In the heart I love the boosters It’s actually a simple but revolutionary idea: that fashion and creativity in general belong to the people, who can steal it from predatory corporations by uniting against them. It’s hard not to read this as a question of cinema itself, and how mainstream visual art in the United States is at the mercy of the profit motive. But the expression of this idea is far from extreme, as symbolic contemplations are bogged down by fleeting consequences. For example: The film uses the truly transformative sci-fi device of giving already disaffected workers some nicely worded picket signs, as if the proletariat were ready to protest, but were only held back by a lack of organizational conviction. In keeping with the tool that symbolizes the filmmaking process, perhaps only exploited workers need… I love the boosters To really get the hint. There is an inescapable self-importance to the film that supersedes what could be its actual importance; Instead of stirring the soul awake, it induces it to sleep, and it doesn’t do a particularly polished or convincing job of that either.


I love the boost 1/2 (1.5/4 stars)
Output: riley shoes
Written by: riley shoes
championship: Keke Palmer, Naomi Ackie, Taylor Paige, Bobby Liu, Eiza Gonzalez, Lakeith Stanfield, Will Poulter, Demi Moore
Operating time: 105 minutes.


Ironically, Corvette’s story is articulated through the strict confines of capitalist cinema, where primary emotional concerns are tied to an individual protagonist and a by-the-numbers arc that seems entirely obligatory. What underscores her character is the idea that she’s lonely, something we’re told multiple times by her mysterious, comedic love interest (played with fierce commitment by Lakeith Stanfield, whose presence sends visual ripples through the fabric of the screen). We are told, and told, that the antidote to the Corvette’s isolation is to connect with others, which it ultimately does through organized rebellion. It’s a nice idea, but it would have been better if it had been shown and acted out rather than mentioned over and over again.

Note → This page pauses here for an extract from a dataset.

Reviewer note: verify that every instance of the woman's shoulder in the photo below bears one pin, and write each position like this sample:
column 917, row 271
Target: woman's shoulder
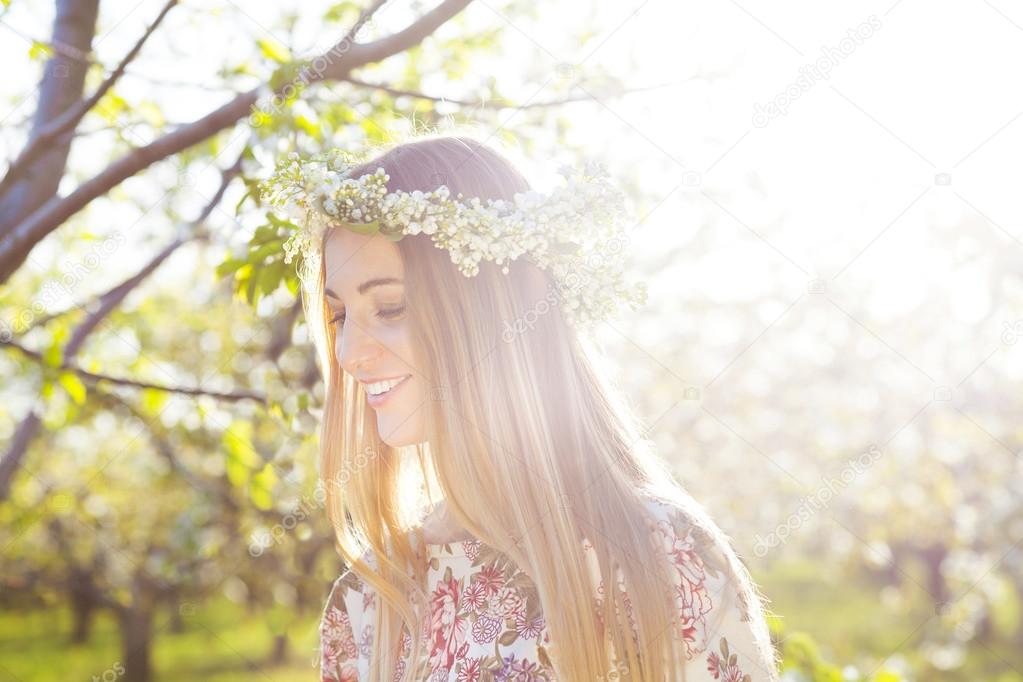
column 720, row 619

One could argue that the singular protagonist, with his or her individual goals, has persisted because it is a more interesting style of big-screen storytelling (or, you know, easier to sell in individualistic societies), but filmmakers in the Marxist tradition, such as Sergei Eisenstein, Vsevolod Pudovkin and Jean-Luc Godard—the latter whose name Reilly practically invokes on screen—were responsible for creating new forms of montage through which ideas were captured. Suggestion, abstraction, movement, rhythm, or even cinematic arrhythmia. If these ideas have gone against the grain, it has been to open new paths to understanding what films can or can do and, by extension, how we can relate to them and to the world around us.

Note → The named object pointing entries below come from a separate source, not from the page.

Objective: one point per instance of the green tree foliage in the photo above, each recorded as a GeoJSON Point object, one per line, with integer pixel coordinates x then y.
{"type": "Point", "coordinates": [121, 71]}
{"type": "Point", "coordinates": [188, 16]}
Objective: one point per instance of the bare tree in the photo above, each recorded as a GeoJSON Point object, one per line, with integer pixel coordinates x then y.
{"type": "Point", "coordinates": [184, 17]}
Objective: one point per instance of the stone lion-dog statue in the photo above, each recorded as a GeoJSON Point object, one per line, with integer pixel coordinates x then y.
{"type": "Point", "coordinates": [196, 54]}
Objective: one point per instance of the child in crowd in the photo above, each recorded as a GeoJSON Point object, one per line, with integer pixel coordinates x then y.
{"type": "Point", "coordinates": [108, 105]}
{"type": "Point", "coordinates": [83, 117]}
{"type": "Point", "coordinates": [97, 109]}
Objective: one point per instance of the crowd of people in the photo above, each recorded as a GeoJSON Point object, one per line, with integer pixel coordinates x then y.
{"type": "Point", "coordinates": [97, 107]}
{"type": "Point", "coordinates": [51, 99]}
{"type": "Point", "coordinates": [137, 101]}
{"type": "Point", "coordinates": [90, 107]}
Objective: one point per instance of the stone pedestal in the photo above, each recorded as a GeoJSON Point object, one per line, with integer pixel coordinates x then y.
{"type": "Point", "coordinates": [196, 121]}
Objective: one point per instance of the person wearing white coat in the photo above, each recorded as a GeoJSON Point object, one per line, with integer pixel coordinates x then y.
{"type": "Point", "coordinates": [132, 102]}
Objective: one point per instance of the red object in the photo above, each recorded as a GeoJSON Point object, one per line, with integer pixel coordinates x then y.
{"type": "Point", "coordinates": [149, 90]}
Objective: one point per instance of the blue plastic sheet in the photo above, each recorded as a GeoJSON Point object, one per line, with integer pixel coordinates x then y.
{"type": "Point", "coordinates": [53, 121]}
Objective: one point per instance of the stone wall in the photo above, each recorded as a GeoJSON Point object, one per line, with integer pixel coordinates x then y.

Through (perhaps unfair) comparison, I love the boosters It displays some of the most hackneyed deconstructions imaginable of a film backed by such spicy buzzwords as “heist,” “couture,” and “class consciousness.” Its only groundbreaking element is the upbeat, rousing score by the musical project Tune Yards, which creates momentum at times, and underscores some of the comic’s awkward cuts (the Velvet Gang walking out of a clothing store wearing dozens of stolen layers is raucous fun). But goodness, is it disappointing to have a filmmaker appear on screen to remind us what his film is not secretly about, before failing to live up not only to his political goals, but also some of the basic visual principles of narrative filmmaking. Down with the bourgeoisie? definitely. But does revolution have to be this dirty?